Freitag, 16. Dezember 2016

Eigentlich bin ich gar nicht so

Am vergangenen Samstagabend war mal wieder Nightfever in der Rosenkranz-Basilika in Steglitz. Wenn es sich irgendwie einrichten lässt, gehe ich immer - d.h. einmal im Monat - zum Nightfever. Weil's einfach immer super ist. Ich sag's immer wieder gern: Wenn ich vom Nightfever komme, fühle ich mich jedesmal so, als hätte ich Superkräfte. Aber in der Rosenkranz-Basilika war ich schon lange nicht mehr gewesen: Das letzte Mal, dass Nightfever an diesem Standort stattfand, war am Tag meiner Hochzeit gewesen, und davor war ich auf dem Jakobsweg - obwohl, ich glaube, da hatte Nightfever sowieso Sommerpause gehabt. 



Wenngleich die Gestaltung von Nightfever in den Grundzügen wohl überall auf der Welt gleich ist und die beiden Berliner Standorte obendrein vom selben Team "bespielt" werden, gibt es im Detail doch einige Unterschiede zwischen dem Nightfever in Steglitz und dem in Kreuzberg. Dazu gehört, dass in der Rosenkranz-Basilika das Allerheiligste schon während des Auszugslieds der Vorabendmesse ausgesetzt wird und die Anbetung sich somit unmittelbar an die Messe anschließt. Im Prinzip finde ich das schöner, als wenn - wie in St. Bonifatius in Kreuzberg - eine fast einstündige Unterbrechung dazwischen liegt. Diesmal allerdings - vielleicht, weil ich diese Unterbrechung inzwischen einfach gewöhnt bin - verspürte ich schon kurz nach dem Beginn der Anbetung das Bedürfnis, erst mal ein paar Minuten an die frische Luft zu gehen. Zum Anbeten blieben schließlich noch rund drei Stunden Zeit. 
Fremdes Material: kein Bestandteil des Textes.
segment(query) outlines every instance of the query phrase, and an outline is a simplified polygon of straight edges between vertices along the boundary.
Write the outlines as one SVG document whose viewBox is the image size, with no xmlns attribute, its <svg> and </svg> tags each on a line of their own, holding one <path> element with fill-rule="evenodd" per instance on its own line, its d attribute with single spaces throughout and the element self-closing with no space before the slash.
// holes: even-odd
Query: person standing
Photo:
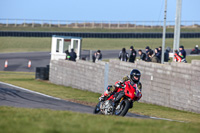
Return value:
<svg viewBox="0 0 200 133">
<path fill-rule="evenodd" d="M 97 61 L 102 60 L 102 54 L 101 54 L 101 51 L 100 51 L 100 50 L 97 50 L 97 52 L 95 52 L 95 53 L 93 54 L 92 60 L 93 60 L 93 62 L 97 62 Z"/>
<path fill-rule="evenodd" d="M 70 59 L 69 59 L 69 60 L 71 60 L 71 61 L 76 61 L 77 55 L 76 55 L 76 53 L 74 52 L 74 49 L 71 49 L 71 52 L 69 53 L 69 55 L 70 55 Z"/>
<path fill-rule="evenodd" d="M 129 57 L 129 62 L 134 63 L 135 58 L 137 56 L 137 53 L 136 53 L 135 49 L 133 48 L 133 46 L 130 47 L 130 50 L 131 50 L 131 54 L 130 54 L 130 57 Z"/>
<path fill-rule="evenodd" d="M 70 59 L 70 53 L 69 53 L 69 51 L 66 50 L 65 53 L 66 53 L 66 60 L 69 60 Z"/>
<path fill-rule="evenodd" d="M 140 60 L 146 60 L 146 54 L 142 52 L 142 50 L 138 50 L 138 54 L 140 55 Z"/>
<path fill-rule="evenodd" d="M 165 50 L 165 53 L 164 53 L 164 62 L 168 62 L 170 59 L 169 59 L 169 52 L 170 52 L 170 48 L 167 47 L 166 50 Z"/>
<path fill-rule="evenodd" d="M 126 61 L 128 60 L 128 53 L 126 52 L 126 49 L 125 48 L 122 48 L 122 51 L 119 52 L 119 59 L 121 61 Z"/>
<path fill-rule="evenodd" d="M 179 47 L 179 55 L 181 56 L 182 59 L 186 58 L 186 52 L 185 52 L 184 46 L 182 45 Z"/>
</svg>

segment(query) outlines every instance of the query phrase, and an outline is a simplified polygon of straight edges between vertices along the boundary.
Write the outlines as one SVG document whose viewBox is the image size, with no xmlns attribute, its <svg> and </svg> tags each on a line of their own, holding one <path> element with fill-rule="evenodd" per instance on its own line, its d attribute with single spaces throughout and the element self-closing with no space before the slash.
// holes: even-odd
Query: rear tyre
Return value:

Also ging ich raus, und das erwies sich als bemerkenswerte Fügung, denn draußen traf ich zu meiner Überraschung Valerie

-- Welche Valerie? Die Valerie von "Valerie und der Priester". Ich musste zweimal hinsehen, um mich zu vergewissern, dass sie es wirklich war; so unverwechselbar sieht sie schließlich nicht aus, und ich hatte sie ja erst einmal "in echt" gesehen - beim Kreis junger Erwachsener in der Pfarrei St. Antonius. Gleichwohl erkannte sie mich auch, also unterhielten wir uns ein bisschen. Sie wolle sich mal ansehen, wie Nightfever in Berlin so ablaufe, verriet sie. 
"Das heißt, du warst schon mal woanders beim Nightfever?", hakte ich nach. 
"Ja", bestätigte sie, "in Münster." 
Etwas später fragte sie mich, ob ich hier und heute auch zur Beichte gehen würde. Ich war überrascht, dass sie danach fragte, aber irgendwie fand ich es gut. -- Kurz darauf gesellte sich ihr Freund zu uns. Julius. Sehr sympathischer Typ. Die beiden waren auch schon in der Messe gewesen, und als ich auf ein paar liturgische Besonderheiten des Advents und insbesondere des dritten Adentssonntags, Gaudete, hinwies, sagte Julius: "Diese ganze Symbolik in der Kirche, besonders in der katholischen, da ist es gar nicht so leicht durchzusteigen." 
"Man wird auch nie wirklich fertig damit", erwiderte ich lächelnd. "Ich bin zwar total katholisch erzogen und aufgewachsen, aber ich entdecke trotzdem immer wieder etwas Neues." 
"Das macht's sicher auch spannend", meinte Julius, und ich stimmte ihm zu. 

Das Gespräch war insgesamt sehr nett, und hinterher - oder eigentlich schon währenddessen - hatte ich ein bisschen ein schlechtes Gewissen, denn ich fand, ich sei in meiner gebloggten Kritik an Valeries Auftritt beim Kreis junger Erwachsener, und insgesamt in meiner hier und da geäußerten Kritik an ihrem Blogprojekt, wohl zu streng gewesen.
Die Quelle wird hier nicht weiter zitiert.